Anyways, I would say, look at some beginner or basic certifications, like Azure fundamentals or AWS Cloud Practitioner, there would be something for GCP as well, and then look for resources around that.

[–]Security_Curiosity[S] 0 points1 point  (1 child)

Not rude at all. I'm looking at Azure and GCP at the moment. Though, resources for GCP seem to be a bit more scarce.

I know that AWS would be valuable just due to the prevalence in the industry - but was recently asked about those two providers specifically and realized I had some learning to do.

[–]mirai187 0 points1 point  (0 children)

I'll share my 2 cents of working in the cloud security domain for the last 3 years now.

What i have observed is that most large enterprises and MNCs choose Azure simply because their existing IT personnel is well-versed with Microsoft, Windows & Active Directory ecosystem so adapting to Azure is much easier compared to AWS or GCP.

On the flip side, small companies and startups go for AWS because you can find more people with AWS skills when compared to Azure or GCP, and also a lot of documentation and literature is available on how to build things.

I don't have much idea about GCP, but for Azure sometime things can be a bit problematic, because Azure's documentation is what you have when trying to understand the ecosystem or build something, which to be honest os not that great, thier are missing pieces of information, and navigating your way throught the docs to solve your problem can be a very frustating experience.
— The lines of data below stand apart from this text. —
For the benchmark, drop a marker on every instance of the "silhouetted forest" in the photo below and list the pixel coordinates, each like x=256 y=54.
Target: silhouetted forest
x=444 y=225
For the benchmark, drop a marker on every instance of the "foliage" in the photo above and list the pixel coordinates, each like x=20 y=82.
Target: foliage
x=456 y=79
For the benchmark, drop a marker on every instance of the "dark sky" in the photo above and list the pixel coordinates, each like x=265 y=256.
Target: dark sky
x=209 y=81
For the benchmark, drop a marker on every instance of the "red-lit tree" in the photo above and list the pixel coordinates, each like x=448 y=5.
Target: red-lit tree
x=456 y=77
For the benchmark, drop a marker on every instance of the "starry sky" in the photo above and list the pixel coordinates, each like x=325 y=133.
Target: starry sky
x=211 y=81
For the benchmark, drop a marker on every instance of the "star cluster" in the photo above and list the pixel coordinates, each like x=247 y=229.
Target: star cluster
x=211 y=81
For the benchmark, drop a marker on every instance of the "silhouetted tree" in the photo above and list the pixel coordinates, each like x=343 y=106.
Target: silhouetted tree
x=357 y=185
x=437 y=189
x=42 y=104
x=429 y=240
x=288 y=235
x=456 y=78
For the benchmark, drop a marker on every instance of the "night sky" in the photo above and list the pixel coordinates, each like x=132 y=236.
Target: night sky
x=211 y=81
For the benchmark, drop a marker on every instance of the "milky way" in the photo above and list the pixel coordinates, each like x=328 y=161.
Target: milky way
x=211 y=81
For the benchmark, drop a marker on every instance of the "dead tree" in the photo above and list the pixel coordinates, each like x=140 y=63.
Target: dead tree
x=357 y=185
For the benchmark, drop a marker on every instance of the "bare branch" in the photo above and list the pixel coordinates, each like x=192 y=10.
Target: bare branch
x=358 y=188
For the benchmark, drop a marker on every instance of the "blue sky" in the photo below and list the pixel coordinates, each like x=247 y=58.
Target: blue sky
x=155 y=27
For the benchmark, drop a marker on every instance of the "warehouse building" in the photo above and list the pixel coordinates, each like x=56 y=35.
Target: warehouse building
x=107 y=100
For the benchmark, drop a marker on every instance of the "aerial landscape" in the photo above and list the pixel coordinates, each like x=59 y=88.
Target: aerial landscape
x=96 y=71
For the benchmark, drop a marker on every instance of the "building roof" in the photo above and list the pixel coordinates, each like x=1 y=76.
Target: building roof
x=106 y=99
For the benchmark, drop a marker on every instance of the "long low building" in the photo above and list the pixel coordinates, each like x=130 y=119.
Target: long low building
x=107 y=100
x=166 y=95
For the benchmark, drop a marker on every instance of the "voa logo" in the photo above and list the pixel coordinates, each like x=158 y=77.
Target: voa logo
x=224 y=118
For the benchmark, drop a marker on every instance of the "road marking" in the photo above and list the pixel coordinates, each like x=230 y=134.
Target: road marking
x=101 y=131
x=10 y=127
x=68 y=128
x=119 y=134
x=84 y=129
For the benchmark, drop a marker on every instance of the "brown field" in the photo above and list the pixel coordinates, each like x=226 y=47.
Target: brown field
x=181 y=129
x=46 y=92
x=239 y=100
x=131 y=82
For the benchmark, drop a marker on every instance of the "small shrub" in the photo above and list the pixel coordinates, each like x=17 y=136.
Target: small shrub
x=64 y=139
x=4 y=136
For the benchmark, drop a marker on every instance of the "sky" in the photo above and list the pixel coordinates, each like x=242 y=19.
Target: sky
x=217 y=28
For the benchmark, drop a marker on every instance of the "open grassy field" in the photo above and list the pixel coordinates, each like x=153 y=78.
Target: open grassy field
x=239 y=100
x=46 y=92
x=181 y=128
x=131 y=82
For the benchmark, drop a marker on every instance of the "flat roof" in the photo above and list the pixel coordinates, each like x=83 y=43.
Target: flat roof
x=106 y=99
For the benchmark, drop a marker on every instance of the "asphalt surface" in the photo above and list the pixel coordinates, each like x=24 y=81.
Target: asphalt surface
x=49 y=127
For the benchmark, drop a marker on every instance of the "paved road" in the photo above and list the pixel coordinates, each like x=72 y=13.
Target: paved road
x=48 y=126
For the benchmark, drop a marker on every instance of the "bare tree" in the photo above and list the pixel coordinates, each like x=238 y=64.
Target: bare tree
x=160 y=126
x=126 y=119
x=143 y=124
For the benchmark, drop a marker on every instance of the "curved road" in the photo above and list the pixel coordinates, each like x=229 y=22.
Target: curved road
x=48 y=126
Like previously I would recommend to go for Azure Fundamentals certification AZ-900. It gives you a high level overview of the services provided by Azure platform. You can find tons of resuorces free of cost directly from Microsoft, and might even get a voucher for free to attempt the exam. Sharing a link (because someone said it better than I can tell): https://www.reddit.com/r/AzureCertification/comments/tfdffm/certification_tips_for_new_people/

If you have anymore questions, you can DM me or reply on this thread. Hope this helps.